Bei der Sanierung des Altbaus wird eine neue Haustüre eingebaut. Leider durchtrennt der Handwerker bei der Montage – unbemerkt – die Leitung der Türklingel. Der Auftraggeber stellt dies kurz danach fest und reklamiert nun beim Handwerksbetrieb den Schaden. Erste Reaktion: „Kann gar nicht sein!“
Beim Kunden steigt in diesem Moment der Blutdruck in nie da gewesene Höhen. „Halten die mich für doof?“ist noch die harmloseste Vermutung. Er weiß, er hat Recht – die Klingel funktionierte ja bei Ankunft des Handwerkers. Er weiß, die Leistung ist nicht erfüllt – die Türanlage erfüllt so nicht ihren Zweck. Und er weiß, er hat nun zusätzlichen Aufwand – einfach gesagt, er hat keine Lösung für sein (zu bezahlendes) Anliegen. Wie gesagt, er weiß es.
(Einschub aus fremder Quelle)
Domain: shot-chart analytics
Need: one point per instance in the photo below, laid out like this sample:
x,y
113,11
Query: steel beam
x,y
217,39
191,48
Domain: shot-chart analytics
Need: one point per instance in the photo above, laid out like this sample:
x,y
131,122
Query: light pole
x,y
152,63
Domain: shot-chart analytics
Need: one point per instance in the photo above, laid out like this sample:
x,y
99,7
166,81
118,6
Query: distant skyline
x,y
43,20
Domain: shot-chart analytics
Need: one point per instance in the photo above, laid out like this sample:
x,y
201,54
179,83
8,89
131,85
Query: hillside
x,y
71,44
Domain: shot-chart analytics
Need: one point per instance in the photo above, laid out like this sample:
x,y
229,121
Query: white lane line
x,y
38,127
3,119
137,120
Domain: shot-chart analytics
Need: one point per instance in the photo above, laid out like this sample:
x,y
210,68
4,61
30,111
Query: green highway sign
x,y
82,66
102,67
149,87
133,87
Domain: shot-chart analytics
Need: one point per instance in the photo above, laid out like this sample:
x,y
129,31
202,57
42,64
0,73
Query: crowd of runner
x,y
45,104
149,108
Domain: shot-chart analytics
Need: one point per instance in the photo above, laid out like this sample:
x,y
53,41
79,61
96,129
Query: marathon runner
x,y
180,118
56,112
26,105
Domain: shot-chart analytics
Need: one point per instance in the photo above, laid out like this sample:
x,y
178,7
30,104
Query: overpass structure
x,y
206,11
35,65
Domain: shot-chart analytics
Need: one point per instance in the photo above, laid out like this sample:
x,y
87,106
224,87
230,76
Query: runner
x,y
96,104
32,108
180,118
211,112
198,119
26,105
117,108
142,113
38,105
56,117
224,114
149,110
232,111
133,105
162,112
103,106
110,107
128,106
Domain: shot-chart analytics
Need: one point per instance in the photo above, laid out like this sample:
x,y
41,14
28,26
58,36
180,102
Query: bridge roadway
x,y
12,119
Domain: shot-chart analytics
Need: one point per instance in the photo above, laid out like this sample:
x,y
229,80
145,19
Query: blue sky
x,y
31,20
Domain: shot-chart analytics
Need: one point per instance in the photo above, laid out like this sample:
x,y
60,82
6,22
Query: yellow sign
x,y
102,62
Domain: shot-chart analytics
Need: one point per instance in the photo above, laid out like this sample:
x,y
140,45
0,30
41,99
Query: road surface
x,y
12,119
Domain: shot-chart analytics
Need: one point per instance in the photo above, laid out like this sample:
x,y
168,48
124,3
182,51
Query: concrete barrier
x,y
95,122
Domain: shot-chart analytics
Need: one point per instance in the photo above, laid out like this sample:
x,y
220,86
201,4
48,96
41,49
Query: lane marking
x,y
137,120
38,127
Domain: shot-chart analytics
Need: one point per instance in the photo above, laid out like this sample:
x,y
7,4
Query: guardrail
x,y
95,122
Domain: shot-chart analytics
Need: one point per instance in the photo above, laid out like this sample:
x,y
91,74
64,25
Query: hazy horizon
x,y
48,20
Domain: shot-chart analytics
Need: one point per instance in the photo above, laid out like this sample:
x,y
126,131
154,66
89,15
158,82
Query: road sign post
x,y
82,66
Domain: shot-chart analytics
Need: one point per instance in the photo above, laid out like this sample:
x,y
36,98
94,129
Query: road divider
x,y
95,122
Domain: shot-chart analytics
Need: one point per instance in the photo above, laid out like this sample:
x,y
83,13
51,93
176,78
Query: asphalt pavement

Die höchst gefährlichen Begleiterscheinungen dieses Wissens sind jedoch die Gefühle, die es auslöst!
Bei Beschwerden und Reklamationen geht es gerade nicht um sachliche Probleme, nicht um Lösungen – zuerst und vor allem geht es um Emotionen, um Enttäuschungen, um Ärger, um Scham, um Zurückhaltung.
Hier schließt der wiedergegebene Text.